テイルファングは防戦に追い込まれ、ハルバードを変幻自在に操るエレメリアンは接近戦を許させない。

 

影創造(シャドウ・クラフト)──黒毒蛇(ブラック・マンバ)

 

これは黒髪紐(ブラック・リボン)の先に黒刃刀(ブラック・ナイフ)を連結した影創造(シャドウ・クラフト)

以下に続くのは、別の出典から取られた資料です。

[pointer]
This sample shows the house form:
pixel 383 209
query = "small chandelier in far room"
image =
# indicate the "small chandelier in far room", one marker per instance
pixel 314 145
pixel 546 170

相手を拘束する為ではなく、少し離れた敵を攻撃するための影創造(シャドウ・クラフト)。リボンの部位を操り、遠隔操作することも可能で、テイルファングは両手でそれを蛇みたいに操ることができる。

 

「今までのエレメリアンと違って饒舌ではないのだな」

 

軽く百合(ひゃくごう)以上の剣戟を交えるも、相手のエレメリアンはテイルファングの影創造(シャドウ・クラフト)に掠りさえもする事がなく、無傷な上に疲れた様子もなく、余裕とばかりにハルバードを手元で回転させる。

 

『このエレメリアン──強い!』

 

先日戦ったテイルブルーの槍術はかなり粗削りなものだったが、このエレメリアンの長物の技はかなり洗練され、目を見張るものがあった。

 

「普段なら貴様らアルティメギルは名乗りを上げてからが戦闘の合図だと思っていたが、お前はそうでないのか?」

 

テイルファングは黒刃刀の切っ先を相手に向ける。

 

「戦いの前に己の名と属性を明すが()い。それとも貴様には名がないのか?名乗る口がないのか?理性がないのか?───答えろ!」

 

そのエレメリアンは「クフッ」っと吹きだすと。

 

「クヒヒヒヒヒヒヒヒヒヒヒヒヒッ……」

 

不気味な笑い声を突然上げはじめた。

 

「まともに名乗っていないのはそっちの方じゃないのかな~?」

「何だと?」

 

軽薄そうな、どこか無邪気そうな口調でそのエレメリアンは言葉を返してきた。

 

「まぁ…、名乗れと言うなら名乗ろうかな~。僕は頭巾属性(フード)のエレメリアン──デュラハンギルディ」

 

黒い甲冑、大鎌のハルバードと青い炎が灯る髑髏のランタンを手に持ち、空洞であり、底のない奈落の暗闇のような頭巾(フード)を被ったエレメリアン──デュラハンギルディが名乗る。

 

「デュラハンギルディ……」

「とりあえず言ったほうがいいのかな~?久しぶり~……ですね──

──ヴァンパイアギルディ…隊長」

『ヴァンパイアギルディ?』

「…………」

 

 

 

その言葉を聞いた響輔は突然の単語に衝撃を受け戸惑い、テイルファングは怪訝そうな表情をした。